これに漬物があれば贅沢なんてのも当たり前にあったようですから白いご飯がまさに「主食」のポジションにあったわけですね。
今はおかずが何品かないと寂しいなんて贅沢なことを考える時代になっちゃったので白いご飯の位置付けもそこまで重要じゃなくなっていて中にはおかずがあればご飯はいらないなんて人もいるみたいです。
だからか、時代が下るに連れてご飯も「白い」にこだわらず様々なアレンジが工夫されてきました。
ご飯を炒めるチャーハン、焼き飯。
卵を始めとして具材を混ぜ込む混ぜご飯。
スープで煮込むおじや、リゾット。
上におかずを載せて完結させる丼。
そしてご飯を炊く前に具材や調味料を合わせておいて一緒に炊き込む炊き込みご飯もその一つです。
そのルーツは奈良時代まで遡りますが芥川龍之介の「芋粥」(舞台は平安末期)に出てくるあの料理も一種の炊き込みご飯と言えるでしょう。
具材は鶏肉や魚介、野菜や根菜が定番ですが旬の具材を使えば季節が感じられてごちそう感がマシマシになります。

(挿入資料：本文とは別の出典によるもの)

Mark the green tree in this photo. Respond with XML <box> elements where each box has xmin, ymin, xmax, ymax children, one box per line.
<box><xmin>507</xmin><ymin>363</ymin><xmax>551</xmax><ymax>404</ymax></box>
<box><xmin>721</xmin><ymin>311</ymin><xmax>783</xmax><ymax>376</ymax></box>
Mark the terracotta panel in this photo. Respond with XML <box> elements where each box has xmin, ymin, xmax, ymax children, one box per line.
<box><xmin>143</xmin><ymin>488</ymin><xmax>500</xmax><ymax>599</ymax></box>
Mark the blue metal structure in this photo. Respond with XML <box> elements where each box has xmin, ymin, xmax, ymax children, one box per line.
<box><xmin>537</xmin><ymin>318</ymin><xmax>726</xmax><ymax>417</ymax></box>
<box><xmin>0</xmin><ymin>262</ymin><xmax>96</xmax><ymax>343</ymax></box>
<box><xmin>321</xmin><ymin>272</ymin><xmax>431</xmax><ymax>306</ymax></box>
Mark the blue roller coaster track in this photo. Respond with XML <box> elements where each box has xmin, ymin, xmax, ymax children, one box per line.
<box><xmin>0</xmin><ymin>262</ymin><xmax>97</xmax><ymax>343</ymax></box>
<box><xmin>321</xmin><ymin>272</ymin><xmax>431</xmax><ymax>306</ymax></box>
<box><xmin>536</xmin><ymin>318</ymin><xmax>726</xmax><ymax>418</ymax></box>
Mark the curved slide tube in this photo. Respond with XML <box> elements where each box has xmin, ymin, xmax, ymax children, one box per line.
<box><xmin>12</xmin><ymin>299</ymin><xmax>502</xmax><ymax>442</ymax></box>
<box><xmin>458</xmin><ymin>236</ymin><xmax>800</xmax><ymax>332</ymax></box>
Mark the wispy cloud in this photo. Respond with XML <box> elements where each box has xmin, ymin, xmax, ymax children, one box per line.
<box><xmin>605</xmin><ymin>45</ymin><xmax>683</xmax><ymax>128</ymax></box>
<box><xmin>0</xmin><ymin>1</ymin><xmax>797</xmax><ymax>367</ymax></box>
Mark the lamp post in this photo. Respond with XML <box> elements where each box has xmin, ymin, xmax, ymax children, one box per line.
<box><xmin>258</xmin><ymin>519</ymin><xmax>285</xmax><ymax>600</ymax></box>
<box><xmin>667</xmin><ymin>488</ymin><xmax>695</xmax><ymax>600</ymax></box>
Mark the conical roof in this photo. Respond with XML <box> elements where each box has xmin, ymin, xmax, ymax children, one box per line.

なので僕的には年中手に入る鶏肉より特定の季節にしか手に入らない魚介の炊き込みご飯の方が別格観が強いかな。
たとえば初夏のこの時期であれば小アジ。
刺し身で食べても美味しい新鮮なアジを炊き込むのは贅沢な気がしますが独特の風味に暑さに負けない元気をもらえる気がします。
【材料】(2~3人分)
-調理時間:75分-
- 米:2合
- 塩:適宜
- 小アジ:6尾
- お好みの野菜:ごぼう、人参、しめじなど
- 生姜スライス:2枚
- 昆布だし:500g(カップ2.5)
- (あれば)大葉:2、3枚
[調味料パート]
- 濃口醤油:36g(大匙2)
- 酒:15g(大匙1)
- 味醂:18g(大匙1)
- 砂糖:3g(小匙1)
- 塩:3g(小匙1/2)
【作り方】
- 小アジは三枚におろして流水でよく洗います。これに塩を振って冷蔵庫で30分休ませます。並行して米を研ぎ土鍋に昆布だしと合わせて30分浸けます。
- 1.をやっている間にお好みの野菜は食べ易い大きさに切ります。ごぼうはささがきに、人参は細切りにしめじなら小房に分けておきます。生姜は千切りにします。
- 1.の土鍋に[調味料パート]とお好みの野菜と生姜を加えてさっくり混ぜます。これにさっと水洗いした小アジを載せて蓋をします。
- 3.を強火でひと煮立ちさせ弱火にして15分炊きます。火を止めて20分蓋を取らずに蒸らします。蓋を取ってしゃもじで混ぜながら小アジの身をよくほぐします。お茶碗によそって細切りにした大葉を載せて戴きます。
【一口メモ】
- 魚独特の風味が堪能できる一杯。生姜の風味も楽しいです。ぜひ旬の5~6月、初夏の頃に戴いてください。
- 大葉があると見た目も鮮やかで清涼感も加わってごちそう感が更に増しますよ。
- 合わせる具材は根菜がオススメ。れんこんなどを入れても楽しいです。